Fire-ravaged Poile Zedek assessing damage
Weeks after a devastating fire gutted Congregation Poile Zedek in New Brunswick, members are still assessing damage and have been welcomed to worship together in other locations.
Poile Zedek executive director Robert Dorfman said the synagogue, which has a large number of immigrants from the former Soviet Union, is holding Shabbat services at Congregation Ahavas Achim in Highland Park and daily minyanim at Rutgers Chabad.
During the Oct. 23 fire, the caretaker was the only person in the building; he escaped uninjured.
The 114-year-old Orthodox congregation built the destroyed synagogue in 1923. It was listed on the National Register of Historic Places in 1995.
“The community has been wonderful,” said Dorfman. “Ahavas Achim has been kind enough to make provisions to give us our own room so that we may all daven together as a hevruta.” He added that he and his fellow congregants “are forever grateful to Rabbis Mendy Carlebach and Baruch Goodman at Chabad.”
Although the shul lost nine Torah scrolls — Rabbi Abraham Mykoff was able to run into the burning building and save one — and numerous other ritual items, including prayer books, tallitot, and tefillin, were destroyed, “miraculously,” said Dorfman, some of its Russian-Hebrew prayer books survived the blaze. Chabad has provided replacement tefillin for those lost in the fire.
“We’ve received an incredible number of offers to donate prayer books and other religious articles, but we have not begun to even look at the offers because we have nowhere to put them,” said Dorfman.
He also praised investigators from the Middlesex County Prosecutor’s Office and other law enforcement agencies for their concern and dedication and for keeping congregation leaders abreast of the ongoing investigation. While the cause of the fire had not been determined as of Nov. 13, the processor’s office believes it was accidental.
Dorfman said nothing was being disturbed inside Poile Zedek as investigators continued to sift through the debris.

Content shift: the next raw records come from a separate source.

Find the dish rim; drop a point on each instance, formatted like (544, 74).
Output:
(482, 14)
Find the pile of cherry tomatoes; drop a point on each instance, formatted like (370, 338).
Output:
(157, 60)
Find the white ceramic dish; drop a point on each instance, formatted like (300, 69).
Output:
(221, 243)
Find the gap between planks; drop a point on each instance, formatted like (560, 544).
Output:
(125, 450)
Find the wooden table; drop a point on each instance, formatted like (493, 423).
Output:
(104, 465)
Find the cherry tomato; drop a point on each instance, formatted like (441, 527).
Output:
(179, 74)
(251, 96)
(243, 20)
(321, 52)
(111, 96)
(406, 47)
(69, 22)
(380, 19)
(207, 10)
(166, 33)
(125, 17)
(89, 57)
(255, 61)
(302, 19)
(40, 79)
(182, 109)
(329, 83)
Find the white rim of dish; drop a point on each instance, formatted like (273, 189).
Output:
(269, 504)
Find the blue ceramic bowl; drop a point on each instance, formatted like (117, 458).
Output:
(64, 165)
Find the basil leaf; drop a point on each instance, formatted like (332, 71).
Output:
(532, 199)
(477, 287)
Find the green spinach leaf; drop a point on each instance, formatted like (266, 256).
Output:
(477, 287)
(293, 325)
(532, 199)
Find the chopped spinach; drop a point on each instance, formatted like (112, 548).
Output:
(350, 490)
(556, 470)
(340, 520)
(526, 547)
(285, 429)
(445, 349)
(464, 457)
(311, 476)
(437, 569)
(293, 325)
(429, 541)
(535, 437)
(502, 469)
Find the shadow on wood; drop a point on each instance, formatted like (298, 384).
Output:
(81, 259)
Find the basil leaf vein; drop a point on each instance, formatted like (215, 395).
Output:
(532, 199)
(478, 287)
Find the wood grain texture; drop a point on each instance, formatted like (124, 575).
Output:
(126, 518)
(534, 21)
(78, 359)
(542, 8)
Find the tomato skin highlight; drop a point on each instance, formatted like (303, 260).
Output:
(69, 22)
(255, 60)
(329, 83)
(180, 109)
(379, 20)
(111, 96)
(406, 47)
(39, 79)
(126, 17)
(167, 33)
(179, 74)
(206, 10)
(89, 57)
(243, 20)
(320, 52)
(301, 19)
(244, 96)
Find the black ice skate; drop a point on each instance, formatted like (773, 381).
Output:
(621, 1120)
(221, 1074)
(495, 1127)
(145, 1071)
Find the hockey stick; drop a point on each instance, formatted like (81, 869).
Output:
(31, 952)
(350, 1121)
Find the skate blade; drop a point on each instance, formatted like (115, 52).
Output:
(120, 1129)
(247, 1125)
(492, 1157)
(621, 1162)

But on Sunday, Nov. 22, Misaskim, a Brooklyn-based volunteer organization, will come in and bury destroyed holy items, in accordance with Jewish law, in a geniza in the congregation’s cemetery. Dorfman said a ceremony will be held in front of the burned-out shul on Neilson Street before proceeding with the items to the Joyce Kilmer Avenue cemetery.
While no damage assessment has yet been made, Dorfman said it will take “many, many millions of dollars” to rebuild Poile Zedek.